The flesh is white when young, with spots on the stipe that stain yellowish-gray when wet. When damaged by a snail bite, the flesh can turn yellow.It does not change colour when stained with KOH. It has a radish- to dust-like earthy smell. Similarly, it tastes like radishes.

The stipe measures 4-6 x .8-1.5 cm and has a marginate bulb at its bottom that is up to 3 cm wide. It has a universal veil that can vary in prominence, and is yellow when young, later turning brown, and slightly sticky. The stipe has a white, abundant cortina.

Calonarius osloensis has crowded, 3-6 mm wide, yellowish gills, with slightly scalloped to serrated edges.

=== Microscopic characteristics ===
The spores measure 11-12.5 x 6.5-7.5 μm, and are lemon-shaped, with distinct warts, and a suprahilar plage (smooth part of spore next to hilar appendix). The basidia are 9 x 11 μm wide, and bear 4 spores each. The trama of the gills measure 3-20 μm wide.

== Habitat and distribution ==
It is native to south east Norway, specifically the Oslofjord area. It forms mycorrhiza with small-leaved linden trees, in calcareous (calcium-carbonate rich), shallow, soils with little leaf litter or humus.

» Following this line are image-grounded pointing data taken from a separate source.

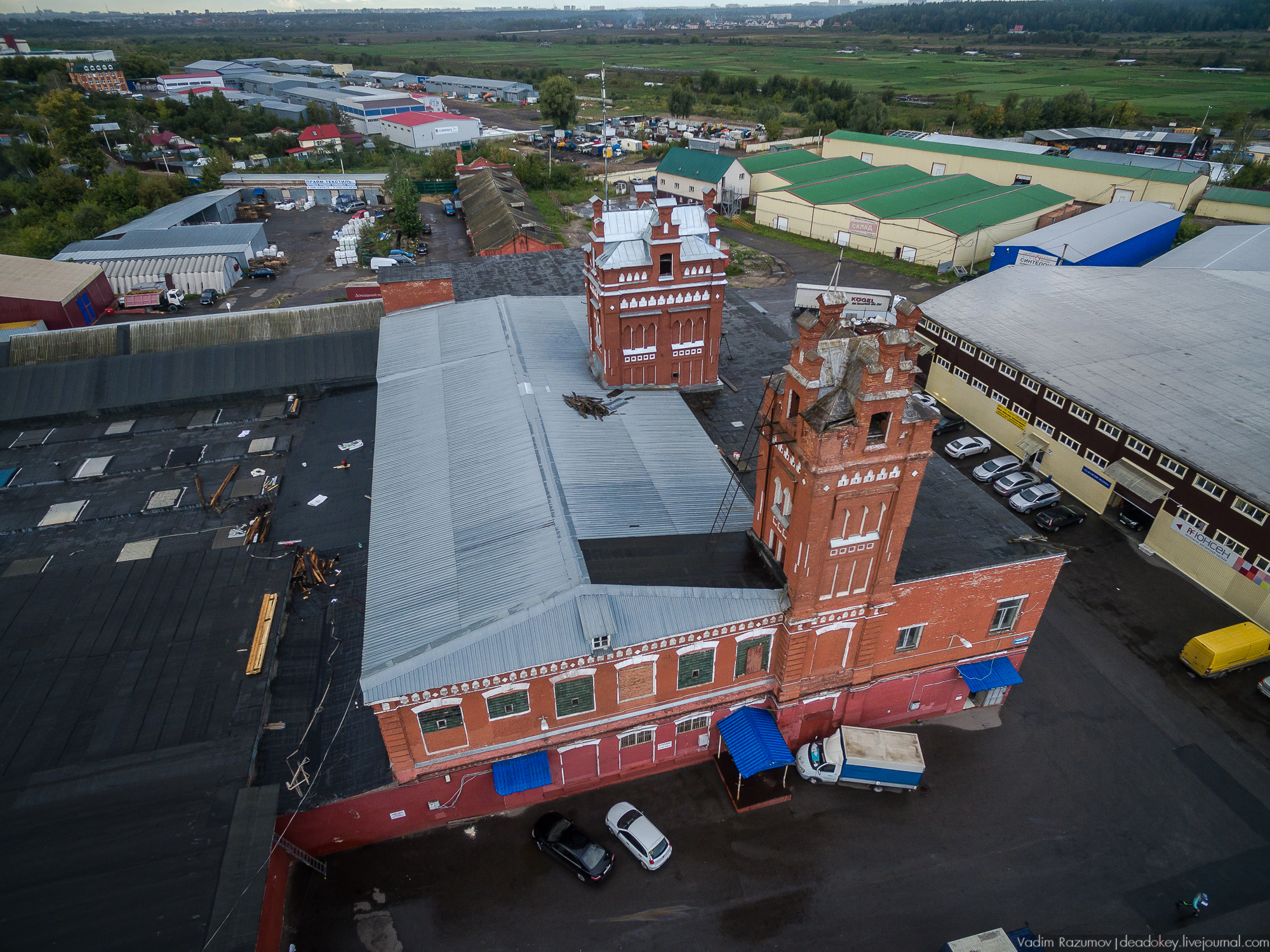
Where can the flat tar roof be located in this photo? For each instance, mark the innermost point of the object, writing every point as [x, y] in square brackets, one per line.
[1177, 356]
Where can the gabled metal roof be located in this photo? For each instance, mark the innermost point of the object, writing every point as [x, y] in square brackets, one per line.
[486, 480]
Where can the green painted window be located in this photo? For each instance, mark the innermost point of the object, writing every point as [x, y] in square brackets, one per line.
[576, 696]
[506, 705]
[697, 668]
[440, 719]
[744, 653]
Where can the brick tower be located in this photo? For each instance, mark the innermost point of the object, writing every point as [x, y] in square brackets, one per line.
[839, 480]
[655, 293]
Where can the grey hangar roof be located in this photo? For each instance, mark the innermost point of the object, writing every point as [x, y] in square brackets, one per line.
[1178, 356]
[487, 483]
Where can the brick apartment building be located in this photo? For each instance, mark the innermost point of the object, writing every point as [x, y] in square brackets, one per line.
[558, 601]
[98, 76]
[655, 293]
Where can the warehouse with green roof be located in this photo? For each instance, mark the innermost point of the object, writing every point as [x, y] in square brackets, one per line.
[907, 213]
[1099, 183]
[1236, 204]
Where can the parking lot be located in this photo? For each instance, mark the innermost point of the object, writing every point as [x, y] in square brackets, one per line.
[1116, 785]
[309, 278]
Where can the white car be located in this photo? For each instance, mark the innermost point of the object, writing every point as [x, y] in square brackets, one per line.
[994, 470]
[639, 836]
[968, 446]
[1036, 498]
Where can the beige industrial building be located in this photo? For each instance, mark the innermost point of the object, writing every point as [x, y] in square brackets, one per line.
[907, 213]
[1099, 183]
[1236, 204]
[1102, 380]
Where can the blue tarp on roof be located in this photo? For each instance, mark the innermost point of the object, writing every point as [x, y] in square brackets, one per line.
[986, 676]
[529, 772]
[754, 741]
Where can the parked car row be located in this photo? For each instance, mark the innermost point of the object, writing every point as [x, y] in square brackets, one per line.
[571, 846]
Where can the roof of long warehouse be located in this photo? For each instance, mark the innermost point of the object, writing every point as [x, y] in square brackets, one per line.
[1097, 230]
[1126, 343]
[189, 239]
[1235, 248]
[37, 279]
[1053, 161]
[487, 484]
[177, 212]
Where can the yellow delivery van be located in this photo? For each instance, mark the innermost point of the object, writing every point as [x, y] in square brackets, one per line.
[1226, 649]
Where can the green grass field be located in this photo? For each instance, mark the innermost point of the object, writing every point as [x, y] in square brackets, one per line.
[1163, 84]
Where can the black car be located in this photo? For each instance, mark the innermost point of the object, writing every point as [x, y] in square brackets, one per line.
[1057, 517]
[1133, 518]
[568, 843]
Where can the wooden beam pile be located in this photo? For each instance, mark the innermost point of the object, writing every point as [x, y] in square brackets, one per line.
[313, 572]
[587, 406]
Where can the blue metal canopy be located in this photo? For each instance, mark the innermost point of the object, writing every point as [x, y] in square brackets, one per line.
[754, 741]
[529, 772]
[986, 676]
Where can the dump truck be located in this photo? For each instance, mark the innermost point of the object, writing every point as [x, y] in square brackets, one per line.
[145, 298]
[866, 758]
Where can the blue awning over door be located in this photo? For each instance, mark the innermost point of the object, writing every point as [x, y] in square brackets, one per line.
[986, 676]
[754, 741]
[520, 774]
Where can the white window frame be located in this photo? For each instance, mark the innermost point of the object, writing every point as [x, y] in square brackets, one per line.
[1006, 606]
[1140, 447]
[1208, 486]
[1108, 429]
[1192, 520]
[912, 635]
[1230, 542]
[1250, 512]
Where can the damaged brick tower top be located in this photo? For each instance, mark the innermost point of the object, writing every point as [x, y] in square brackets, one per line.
[655, 293]
[839, 475]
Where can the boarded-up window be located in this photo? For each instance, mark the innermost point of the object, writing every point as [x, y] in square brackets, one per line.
[576, 696]
[440, 719]
[697, 668]
[634, 682]
[506, 705]
[751, 653]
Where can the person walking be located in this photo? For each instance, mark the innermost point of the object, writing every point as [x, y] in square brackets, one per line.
[1191, 908]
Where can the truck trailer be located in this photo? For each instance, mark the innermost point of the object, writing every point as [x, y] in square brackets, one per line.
[866, 758]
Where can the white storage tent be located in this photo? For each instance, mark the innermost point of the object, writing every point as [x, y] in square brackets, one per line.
[191, 273]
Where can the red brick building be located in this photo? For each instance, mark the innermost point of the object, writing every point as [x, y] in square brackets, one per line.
[655, 293]
[570, 605]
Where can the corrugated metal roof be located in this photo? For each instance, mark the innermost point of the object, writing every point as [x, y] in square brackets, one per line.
[486, 480]
[1234, 248]
[177, 212]
[695, 164]
[769, 161]
[1130, 344]
[1238, 196]
[1097, 230]
[185, 240]
[1055, 161]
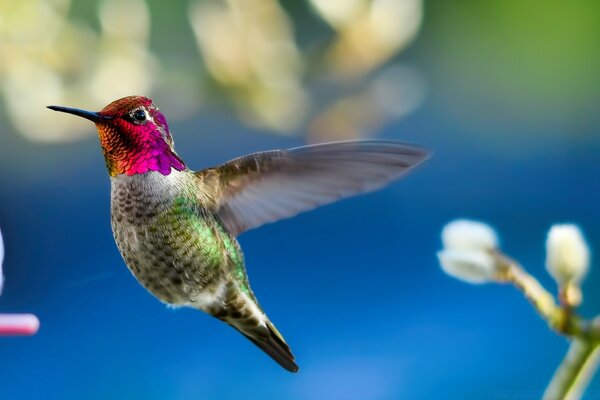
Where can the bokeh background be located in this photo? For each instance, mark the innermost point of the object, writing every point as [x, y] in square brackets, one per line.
[505, 92]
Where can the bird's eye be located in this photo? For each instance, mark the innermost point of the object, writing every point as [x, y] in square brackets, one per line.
[139, 115]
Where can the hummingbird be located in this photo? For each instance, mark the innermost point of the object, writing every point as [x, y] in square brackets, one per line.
[176, 228]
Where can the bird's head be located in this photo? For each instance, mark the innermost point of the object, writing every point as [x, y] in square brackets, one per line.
[134, 135]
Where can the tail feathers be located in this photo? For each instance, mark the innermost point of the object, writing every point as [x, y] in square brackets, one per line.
[274, 345]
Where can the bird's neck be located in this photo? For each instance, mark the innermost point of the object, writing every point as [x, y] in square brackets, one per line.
[139, 154]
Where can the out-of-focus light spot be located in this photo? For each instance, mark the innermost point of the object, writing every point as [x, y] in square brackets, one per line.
[18, 324]
[49, 59]
[129, 18]
[1, 261]
[399, 90]
[392, 94]
[119, 75]
[339, 13]
[385, 28]
[249, 48]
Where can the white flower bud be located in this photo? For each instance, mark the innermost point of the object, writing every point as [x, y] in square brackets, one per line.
[567, 254]
[472, 266]
[464, 234]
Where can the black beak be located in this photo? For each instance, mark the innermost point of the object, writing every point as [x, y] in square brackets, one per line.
[92, 116]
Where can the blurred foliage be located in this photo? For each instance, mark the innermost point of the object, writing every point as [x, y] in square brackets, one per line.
[520, 63]
[247, 56]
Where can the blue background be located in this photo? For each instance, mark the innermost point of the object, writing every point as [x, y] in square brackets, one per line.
[354, 287]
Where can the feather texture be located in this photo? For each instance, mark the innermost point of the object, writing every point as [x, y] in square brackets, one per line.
[268, 186]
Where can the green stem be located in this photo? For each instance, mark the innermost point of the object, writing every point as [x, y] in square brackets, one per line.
[575, 372]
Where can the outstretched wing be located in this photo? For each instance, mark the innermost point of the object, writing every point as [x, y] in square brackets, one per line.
[268, 186]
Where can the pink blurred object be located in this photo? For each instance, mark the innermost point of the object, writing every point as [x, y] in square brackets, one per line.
[18, 324]
[15, 324]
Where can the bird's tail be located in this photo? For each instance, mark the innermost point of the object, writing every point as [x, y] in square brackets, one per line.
[268, 339]
[242, 312]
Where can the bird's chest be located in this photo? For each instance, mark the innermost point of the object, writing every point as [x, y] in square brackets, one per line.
[149, 232]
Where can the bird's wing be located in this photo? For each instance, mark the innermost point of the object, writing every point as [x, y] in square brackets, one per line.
[268, 186]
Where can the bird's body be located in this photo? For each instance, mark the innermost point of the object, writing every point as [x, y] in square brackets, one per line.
[176, 229]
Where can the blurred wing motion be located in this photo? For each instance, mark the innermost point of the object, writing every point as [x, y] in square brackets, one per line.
[268, 186]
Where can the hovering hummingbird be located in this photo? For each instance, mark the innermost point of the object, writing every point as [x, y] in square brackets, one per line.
[176, 228]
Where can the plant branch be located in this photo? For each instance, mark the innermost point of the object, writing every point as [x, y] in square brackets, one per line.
[575, 372]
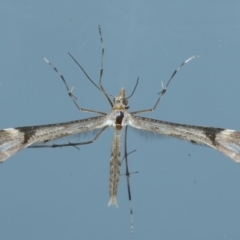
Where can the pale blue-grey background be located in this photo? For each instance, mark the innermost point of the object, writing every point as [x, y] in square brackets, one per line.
[182, 191]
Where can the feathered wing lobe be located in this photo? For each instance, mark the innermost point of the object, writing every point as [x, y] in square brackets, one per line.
[224, 140]
[13, 140]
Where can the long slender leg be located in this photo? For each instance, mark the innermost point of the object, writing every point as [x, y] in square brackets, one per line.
[164, 89]
[99, 86]
[70, 144]
[70, 92]
[127, 174]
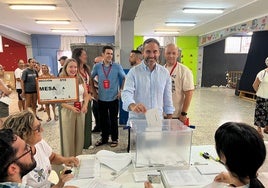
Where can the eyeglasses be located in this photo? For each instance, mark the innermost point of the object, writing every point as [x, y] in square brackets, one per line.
[28, 150]
[38, 129]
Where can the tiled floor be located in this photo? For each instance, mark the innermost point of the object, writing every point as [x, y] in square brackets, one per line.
[210, 108]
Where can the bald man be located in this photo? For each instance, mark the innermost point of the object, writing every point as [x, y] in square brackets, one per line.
[182, 82]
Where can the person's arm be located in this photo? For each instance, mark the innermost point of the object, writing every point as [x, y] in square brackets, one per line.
[6, 91]
[223, 177]
[256, 84]
[57, 159]
[87, 98]
[186, 103]
[127, 95]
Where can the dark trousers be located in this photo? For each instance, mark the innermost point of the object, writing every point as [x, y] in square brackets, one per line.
[95, 110]
[108, 110]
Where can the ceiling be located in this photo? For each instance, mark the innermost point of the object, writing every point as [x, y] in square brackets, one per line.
[100, 17]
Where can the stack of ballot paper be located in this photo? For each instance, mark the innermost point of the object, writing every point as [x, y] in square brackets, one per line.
[116, 161]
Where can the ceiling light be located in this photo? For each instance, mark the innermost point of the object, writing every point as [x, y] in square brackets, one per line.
[32, 7]
[52, 21]
[64, 30]
[203, 10]
[163, 32]
[183, 24]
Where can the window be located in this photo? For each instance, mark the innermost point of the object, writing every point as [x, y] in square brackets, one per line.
[237, 45]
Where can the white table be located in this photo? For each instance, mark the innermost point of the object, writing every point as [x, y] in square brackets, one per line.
[126, 179]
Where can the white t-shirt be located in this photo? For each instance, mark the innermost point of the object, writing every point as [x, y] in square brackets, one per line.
[18, 73]
[263, 87]
[182, 80]
[39, 176]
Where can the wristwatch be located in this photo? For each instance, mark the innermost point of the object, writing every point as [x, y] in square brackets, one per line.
[184, 113]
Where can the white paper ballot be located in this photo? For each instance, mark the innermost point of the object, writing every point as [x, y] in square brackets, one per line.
[116, 161]
[153, 118]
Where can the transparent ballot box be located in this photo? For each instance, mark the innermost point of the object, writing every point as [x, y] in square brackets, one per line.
[160, 146]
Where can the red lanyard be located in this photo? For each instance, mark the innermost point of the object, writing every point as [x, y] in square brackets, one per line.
[174, 66]
[106, 73]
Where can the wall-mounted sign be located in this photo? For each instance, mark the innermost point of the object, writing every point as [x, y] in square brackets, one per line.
[57, 90]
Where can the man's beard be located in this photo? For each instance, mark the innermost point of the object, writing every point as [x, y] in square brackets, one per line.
[149, 60]
[26, 168]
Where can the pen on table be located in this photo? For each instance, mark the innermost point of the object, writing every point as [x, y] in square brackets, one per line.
[206, 155]
[198, 163]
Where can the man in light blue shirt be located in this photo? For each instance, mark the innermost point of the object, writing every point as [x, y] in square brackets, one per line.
[148, 85]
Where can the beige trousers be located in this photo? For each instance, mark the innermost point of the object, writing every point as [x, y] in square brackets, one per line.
[73, 125]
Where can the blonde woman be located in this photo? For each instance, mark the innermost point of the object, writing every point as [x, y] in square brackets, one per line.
[26, 126]
[46, 74]
[73, 114]
[260, 85]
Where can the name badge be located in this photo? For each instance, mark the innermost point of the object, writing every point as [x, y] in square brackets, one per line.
[77, 105]
[106, 84]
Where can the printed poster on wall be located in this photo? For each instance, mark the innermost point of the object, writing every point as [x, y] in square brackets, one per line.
[57, 90]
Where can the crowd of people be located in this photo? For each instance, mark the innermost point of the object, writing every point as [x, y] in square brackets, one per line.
[25, 158]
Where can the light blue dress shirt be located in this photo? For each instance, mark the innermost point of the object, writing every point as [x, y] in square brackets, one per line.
[151, 88]
[114, 75]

The IUCN estimates there are 260 mature individuals of this species left, with a continuing decline. It is therefore listed as endangered. Threats to the species include the decline of calcareous linden forests due to the land being developed for residential areas, or limestone quarries. Additionally, the invasion of Picea abies (Norway spruce) trees from adjacent plantations, as well as increased thickets of Ash and Maple, cause the soils to become more humid and acidic.

== Similar species ==
It can be distinguished from Cortinarius calochrous by its yellow gills. Cortinarius humolens, while having a similar odour to Calonarius osloensis, has larger fruiting bodies, and smaller spores, as well having an olive-greenish tint and a larger, flatter bulb. Cortinarius humolens is also found with holly oak rather than the small-leaved linden. The cap of Cortinarius langeorum is stained dark red by KOH, and its gills are gray rather than yellow, which distinguishes it from Calonarius osloensis.